Get Real About Your Feelings (But Don’t Let Them Rule You)

Navigating change of any kind, particularly a big change like transitioning to polyamory, can bring about intense feelings. You and your partner will need to get really real and vulnerable with each other to weather changes together successfully. Talk about your feelings, including the ones that make you feel scared or small or ashamed. Make space for the things that come up for you both, even those irrational and painful and trauma-based feelings.

There’s a difference, though, between honouring your feelings and letting them rule you. Emotions can offer tremendously valuable information (for example, Paige at Poly.land says that jealousy is a “check-engine light.”) They’re not always very specific, though, and the things they tell you won’t always be accurate.

Learning how to sit with your feelings, talk about them, and unpick them to ascertain what is real, what is your fear talking, and what (if anything) you need to do about them is one of the greatest non-monogamy skills – and relationship skills in general – that you will ever learn.

Get Some Outside Help

There’s abolutely no shame in getting a little additional help as you go through big relationship changes. In fact, I advocate enormously for this approach!

This can look a few different ways. If it’s within your budget, I hugely recommend seeking out a polyamory-friendly relationship therapist. They are trained to help you improve your communication, strengthen your relationship, and navigate all sorts of challenges together.

You can also seek out community and resources. All of us were new to polyamory once. Most of us remember exactly what it was like and how scary it can be. Some of the resources available to you that you might want to make use of include:

Trust Yourself and Your Partner

You are wiser than you know, and you know yourself better than anyone. Part of navigating change is learning to trust yourself and your partner. Trust that you can get through this transition, even the hard parts. Trust in your collective relationship and communication skills enough to know that you can face challenges and come out stronger.

Trusting your partner can be hard when you’re going through big changes such as a transition to polyamory. But it is so, so important. Remember that they love you and they’re with you because they choose to be. Look out for all the ways that they show you their love and commitment.

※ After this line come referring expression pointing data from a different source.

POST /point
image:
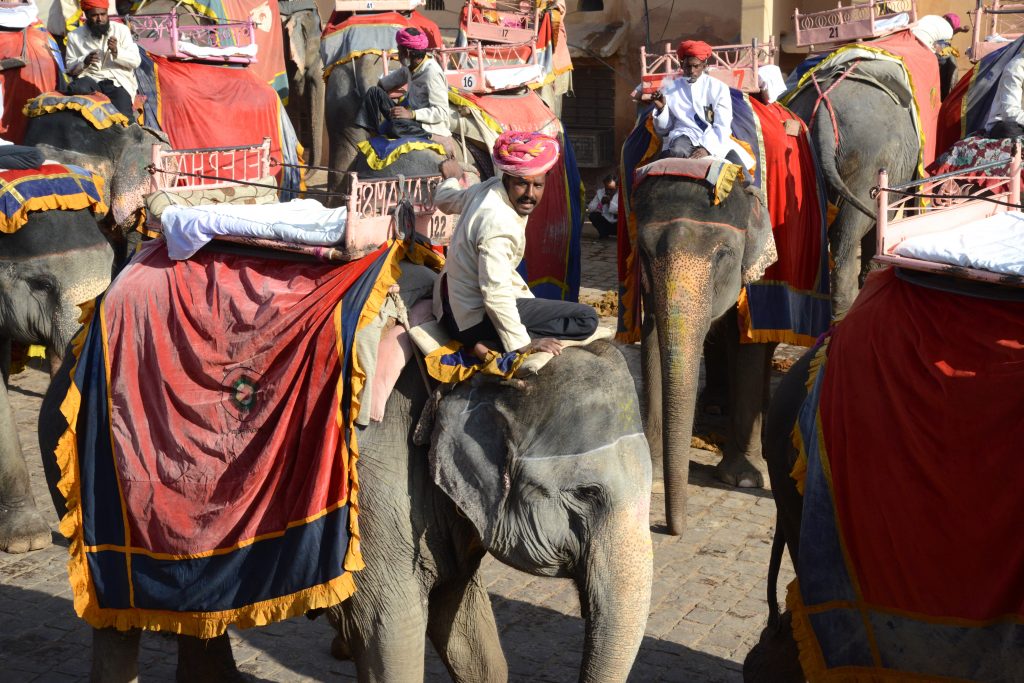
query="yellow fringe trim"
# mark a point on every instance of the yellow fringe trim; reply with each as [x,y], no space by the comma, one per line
[799,472]
[378,164]
[15,221]
[32,111]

Trusting yourself, though, can be even harder than trusting someone else. When you’re transitioning to polyamory or navigating change within your relationship and finding it difficult, you might doubt your own abilities. You might even doubt your own mind, your own feelings, and your own perceptions. Self-trust will get you through and keep you focused on your eventual goal of a happy, healthy polyamorous relationship.

Navigating change is one of the biggest challenges to success in a newly polyamorous relationship. It’s not easy, but it can be done. I believe in you and I hope you can believe in yourself, too.